Dale Hutchinson

Personal information
- Born: 23 October 1993 (age 32) Cardiff, Wales

Sport
- Sport: Field hockey
- Position: Midfield

Senior career
- Years: Team / Caps / Goals
- 2012–2015: Cardiff & Met / - / -
- 2016–2017: BH&BC Breda / - / -
- 2017–2018: Reading / - / -
- 2018–2020: HC Tilburg / - / -
- 2020–2022: Cardiff & Met / - / -
- 2023–2025: Hampstead & Westminster / - / -
- 2025–2026: Cardiff & Met / - / -

National team
- Years: Team / Caps / Goals
- 2014–: Wales / 123 / -

Medal record
Representing Wales
European Championship II
| Gold medal – first place | 2025 Lousada | Team |

= Dale Hutchinson =

Welsh field hockey player (born 1993)

Dale Hutchinson (born 23 October 1993) is a Welsh field hockey player who has represented Wales.
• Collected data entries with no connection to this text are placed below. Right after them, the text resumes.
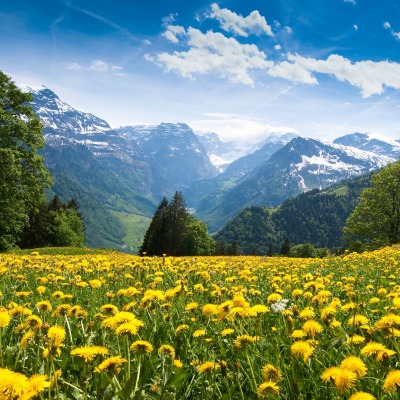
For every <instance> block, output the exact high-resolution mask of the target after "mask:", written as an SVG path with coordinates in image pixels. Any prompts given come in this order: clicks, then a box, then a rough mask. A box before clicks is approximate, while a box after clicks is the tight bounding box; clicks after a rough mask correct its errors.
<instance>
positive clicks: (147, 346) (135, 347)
mask: <svg viewBox="0 0 400 400" xmlns="http://www.w3.org/2000/svg"><path fill="white" fill-rule="evenodd" d="M130 349H131V350H133V351H134V352H135V353H137V354H145V353H151V352H152V351H153V346H152V345H151V344H150V343H149V342H146V341H145V340H137V341H136V342H133V343H132V344H131V347H130Z"/></svg>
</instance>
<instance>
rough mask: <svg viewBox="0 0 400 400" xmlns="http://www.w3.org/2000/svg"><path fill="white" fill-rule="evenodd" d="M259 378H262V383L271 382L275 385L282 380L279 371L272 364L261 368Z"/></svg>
mask: <svg viewBox="0 0 400 400" xmlns="http://www.w3.org/2000/svg"><path fill="white" fill-rule="evenodd" d="M261 376H262V377H263V379H264V381H271V382H275V383H277V382H279V381H281V380H282V373H281V371H280V370H279V369H278V368H277V367H275V366H273V365H272V364H267V365H264V366H263V367H262V368H261Z"/></svg>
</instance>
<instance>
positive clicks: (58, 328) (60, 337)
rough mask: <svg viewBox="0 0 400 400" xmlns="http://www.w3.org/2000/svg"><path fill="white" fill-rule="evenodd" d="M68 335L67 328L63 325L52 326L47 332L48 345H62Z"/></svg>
mask: <svg viewBox="0 0 400 400" xmlns="http://www.w3.org/2000/svg"><path fill="white" fill-rule="evenodd" d="M65 336H66V332H65V329H64V328H63V327H62V326H58V325H55V326H51V327H50V328H49V330H48V332H47V345H48V346H49V347H60V346H61V345H62V343H63V342H64V339H65Z"/></svg>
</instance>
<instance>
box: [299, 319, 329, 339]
mask: <svg viewBox="0 0 400 400" xmlns="http://www.w3.org/2000/svg"><path fill="white" fill-rule="evenodd" d="M323 330H324V328H323V327H322V325H321V324H320V323H319V322H317V321H315V320H313V319H310V320H308V321H306V322H304V324H303V331H304V333H305V334H306V335H309V336H311V337H312V338H314V337H315V336H316V335H317V334H318V333H321V332H322V331H323Z"/></svg>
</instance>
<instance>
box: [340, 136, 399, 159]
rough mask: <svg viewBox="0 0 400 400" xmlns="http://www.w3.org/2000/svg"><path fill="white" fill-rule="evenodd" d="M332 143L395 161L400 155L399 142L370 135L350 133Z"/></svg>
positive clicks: (387, 138) (376, 136) (380, 136)
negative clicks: (365, 151)
mask: <svg viewBox="0 0 400 400" xmlns="http://www.w3.org/2000/svg"><path fill="white" fill-rule="evenodd" d="M333 143H336V144H342V145H345V146H351V147H355V148H357V149H361V150H366V151H371V152H373V153H376V154H380V155H383V156H387V157H391V158H393V159H395V160H397V159H398V158H399V154H400V142H399V141H398V140H390V139H388V138H385V137H382V136H380V135H377V134H372V133H359V132H357V133H351V134H349V135H345V136H341V137H339V138H337V139H335V140H334V141H333Z"/></svg>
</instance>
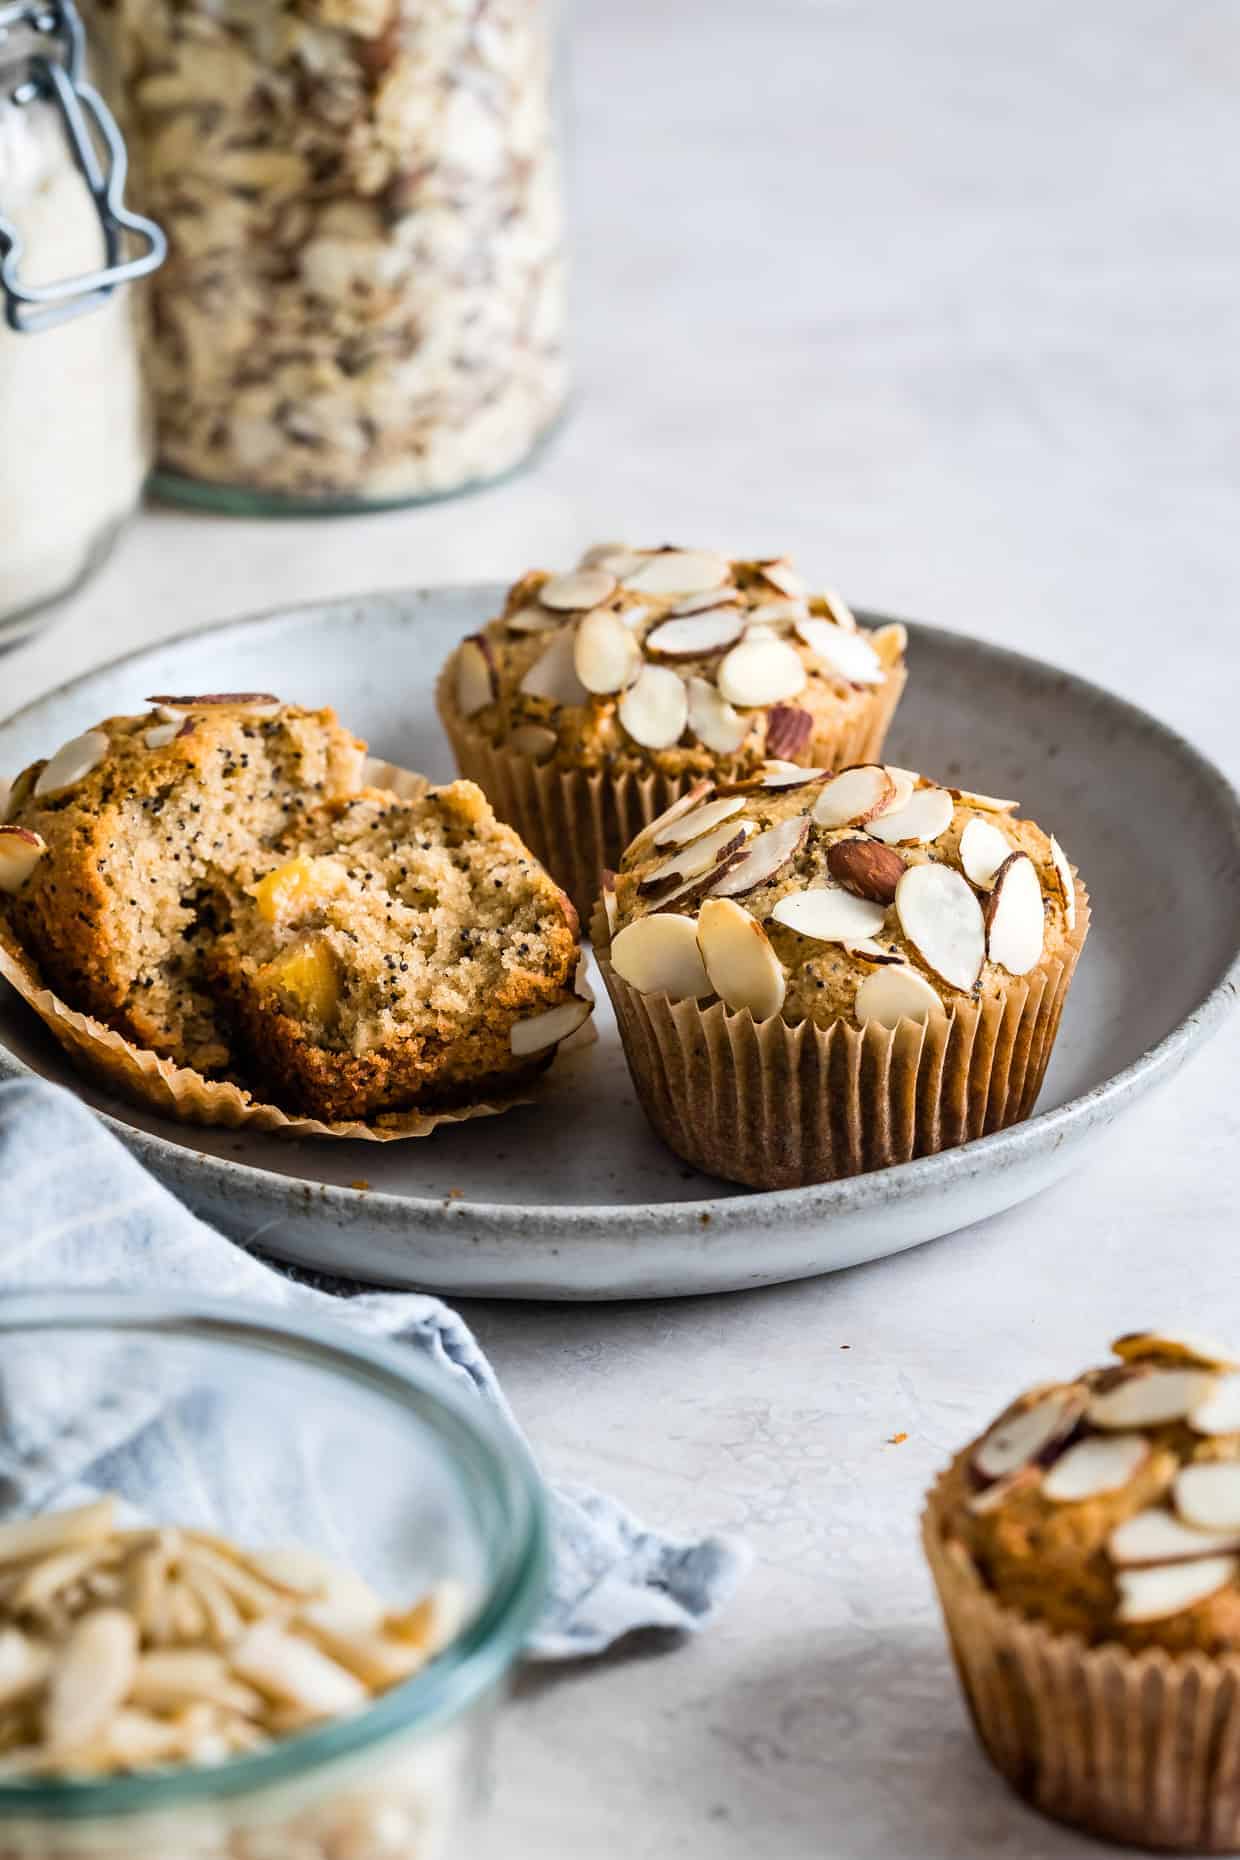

He competed for Wales at two Commonwealth Games.

== Biography ==
Hutchinson was born in Cardiff, educated at Fitzalan High School and studied at Cardiff Metropolitan University, where he played for the Cardiff & Met Hockey Club.

While at Cardiff he made his Welsh debut against Spain in 2014. He spent a season playing professionally for BH&BC Breda before returning to the UK and signing on for Reading Hockey Club in the Men's England Hockey League for the 2017–18 season.

In 2018 he was selected to represent the Welsh team at the 2018 Commonwealth Games in Gold Coast, Australia. After the Games, he returned to the Netherlands, spending two seasons with HC Tilburg before a second spell at Cardiff & Met.

He was selected to represent Wales at the 2022 Commonwealth Games in Birmingham, helping his nation to a sixth place finish during the men's tournament after being defeated by New Zealand in the fifth place play off match on 7 August 2022.

After signing for Hampstead & Westminster Hockey Club, he was part of the Welsh team that played at the 2023 Men's EuroHockey Championship.

In 2025, he helped Wales win the gold medal at the European Championship II, defeating Ireland in the final. He moved back to Cardiff for the 2025–26 season.